Here's my first stab at this:

for filename in $(find . -type f -print) ; do
 if [ -x $filename ] ; then
    echo "File $filename is executable:"
    if [ ! -z "$(file $filename | grep "shell script")" ] ; then
      echo "  It's okay, it appears to be a shell script."
    elif [ -f "${filename}.c" -o -f "${filename}.cxx" ] ; then
      echo "  It's okay, there's a corresponding source file."
    else
      echo "  >> might be erroneously marked executable."
    fi
  fi
done

You can see that I'm using the find command to generate a list of every file from the current spot in the filesystem downward, so if there are lots of directories, this might generate quite a list. If there are too many, the shell can complain that it has run out of buffer, but that's a problem I'll sidestep in the interest of simplicity.

To test whether the executable file is a shell script, there are two basic output formats for the file command, as demonstrated here:

test.sh: POSIX shell script, ASCII text executable
test.sh: POSIX shell script text executable

In either case, a simple test for “shell script” does the trick, as you can see if you closely examine the second conditional statement.

To see if the executable file is associated with a C or C++ source file, those are tested against the “.c” and “.cxx” filename suffixes in the elif statement. Keep in mind that -o is a logical OR, so the test is literally “if the .c file exists OR the .cxx file exists”.
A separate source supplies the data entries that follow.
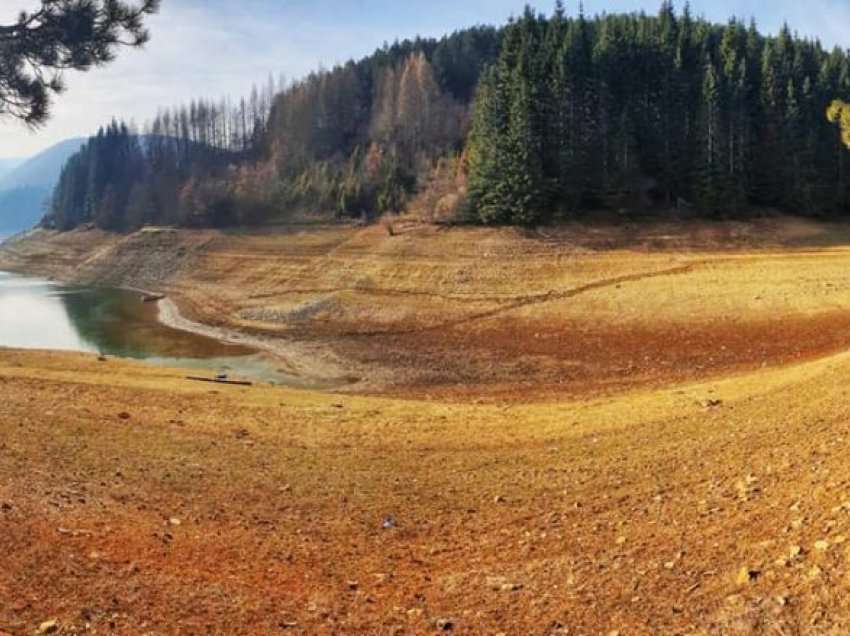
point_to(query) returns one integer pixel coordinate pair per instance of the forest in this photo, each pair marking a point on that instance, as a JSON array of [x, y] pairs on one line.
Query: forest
[[545, 119]]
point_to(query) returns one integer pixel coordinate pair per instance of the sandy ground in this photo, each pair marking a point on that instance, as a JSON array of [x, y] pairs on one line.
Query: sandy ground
[[557, 434]]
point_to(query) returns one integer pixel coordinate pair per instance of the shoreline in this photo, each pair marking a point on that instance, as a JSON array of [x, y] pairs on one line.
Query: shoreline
[[305, 365]]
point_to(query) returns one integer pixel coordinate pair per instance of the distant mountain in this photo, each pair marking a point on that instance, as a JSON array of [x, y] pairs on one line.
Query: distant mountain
[[26, 186], [7, 165], [43, 169], [22, 208]]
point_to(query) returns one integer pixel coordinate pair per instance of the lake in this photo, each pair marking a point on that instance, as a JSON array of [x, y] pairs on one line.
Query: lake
[[39, 314]]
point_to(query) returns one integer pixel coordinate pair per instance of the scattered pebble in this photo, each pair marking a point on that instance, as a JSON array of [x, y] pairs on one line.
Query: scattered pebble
[[747, 575], [445, 624]]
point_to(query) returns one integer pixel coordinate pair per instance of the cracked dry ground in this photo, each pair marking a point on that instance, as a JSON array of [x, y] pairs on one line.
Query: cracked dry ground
[[720, 507]]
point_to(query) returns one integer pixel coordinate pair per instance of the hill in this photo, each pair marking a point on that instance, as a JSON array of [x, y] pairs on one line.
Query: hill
[[26, 185], [543, 120], [41, 170], [8, 165]]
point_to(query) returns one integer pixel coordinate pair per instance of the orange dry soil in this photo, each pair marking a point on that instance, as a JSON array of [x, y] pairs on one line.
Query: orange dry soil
[[595, 431]]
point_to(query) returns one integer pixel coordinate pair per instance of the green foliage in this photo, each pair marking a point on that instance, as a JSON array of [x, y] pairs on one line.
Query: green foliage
[[553, 117], [653, 111], [62, 35]]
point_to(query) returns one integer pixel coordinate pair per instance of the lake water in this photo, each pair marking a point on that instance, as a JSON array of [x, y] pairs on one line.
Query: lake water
[[38, 314]]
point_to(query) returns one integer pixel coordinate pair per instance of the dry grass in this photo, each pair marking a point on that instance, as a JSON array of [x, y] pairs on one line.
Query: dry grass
[[600, 503]]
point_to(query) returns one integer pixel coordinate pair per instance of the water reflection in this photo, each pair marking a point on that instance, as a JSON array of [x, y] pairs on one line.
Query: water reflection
[[38, 314]]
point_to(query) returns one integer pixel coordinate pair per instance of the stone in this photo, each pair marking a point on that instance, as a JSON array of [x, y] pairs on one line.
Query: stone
[[747, 575], [445, 624]]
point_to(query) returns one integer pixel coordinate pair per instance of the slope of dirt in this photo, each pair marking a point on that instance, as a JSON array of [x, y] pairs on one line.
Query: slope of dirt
[[134, 502], [661, 448], [490, 313]]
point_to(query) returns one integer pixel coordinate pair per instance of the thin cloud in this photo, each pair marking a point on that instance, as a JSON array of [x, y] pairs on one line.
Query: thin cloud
[[211, 48]]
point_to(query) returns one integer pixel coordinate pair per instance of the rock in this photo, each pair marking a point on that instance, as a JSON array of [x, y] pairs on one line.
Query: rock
[[501, 584], [445, 624], [747, 575]]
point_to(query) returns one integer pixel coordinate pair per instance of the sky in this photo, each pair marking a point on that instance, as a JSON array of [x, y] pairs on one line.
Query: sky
[[213, 48]]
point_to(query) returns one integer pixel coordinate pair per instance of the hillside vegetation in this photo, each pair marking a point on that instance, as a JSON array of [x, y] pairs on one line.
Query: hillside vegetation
[[546, 118]]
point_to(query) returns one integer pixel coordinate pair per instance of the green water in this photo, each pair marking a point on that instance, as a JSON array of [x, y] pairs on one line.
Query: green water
[[38, 314]]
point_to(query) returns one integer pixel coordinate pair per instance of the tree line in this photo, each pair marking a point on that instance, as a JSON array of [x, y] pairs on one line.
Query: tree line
[[546, 118]]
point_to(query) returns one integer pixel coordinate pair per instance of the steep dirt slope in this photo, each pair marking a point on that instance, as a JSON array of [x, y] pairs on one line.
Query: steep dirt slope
[[492, 313], [133, 502]]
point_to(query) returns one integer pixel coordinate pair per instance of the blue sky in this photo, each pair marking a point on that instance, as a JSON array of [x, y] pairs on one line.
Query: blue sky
[[209, 48]]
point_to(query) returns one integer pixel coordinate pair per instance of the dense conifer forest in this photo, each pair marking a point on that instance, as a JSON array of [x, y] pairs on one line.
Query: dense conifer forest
[[547, 118]]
A quick run of this script produces this output:

$ sh test.sh
File ./taylor-trust.pdf is executable:
  >> might be erroneously marked executable.
File ./hello is executable:
  It's okay, there's a corresponding source file.
File ./plus is executable:
  It's okay, there's a corresponding source file.
File ./test.sh is executable:
  It's okay, it appears to be a shell script.

You can see that the script has recognized correctly that test.sh is a shell script (the last file tested), that “hello” and “plus” are both associated with source files (one a C program and the other a C++ program), but that the file taylor-trust.pdf is probably erroneously marked as executable.

In fact, PDF files shouldn't be executable, so the output is exactly as desired. It's a simple matter to add a chmod -x where the error message about erroneous executable files is located in the script source.

By focusing too closely on the script, you could have spent a lot of time debugging something unneeded. That initial problem was solved more easily with a single invocation to find. Thinking about it more, however, it's clear that a more sophisticated algorithm is required to ensure that getting rid of the execute permission could be a problem, so a more sophisticated set of tests is required—and easily solved.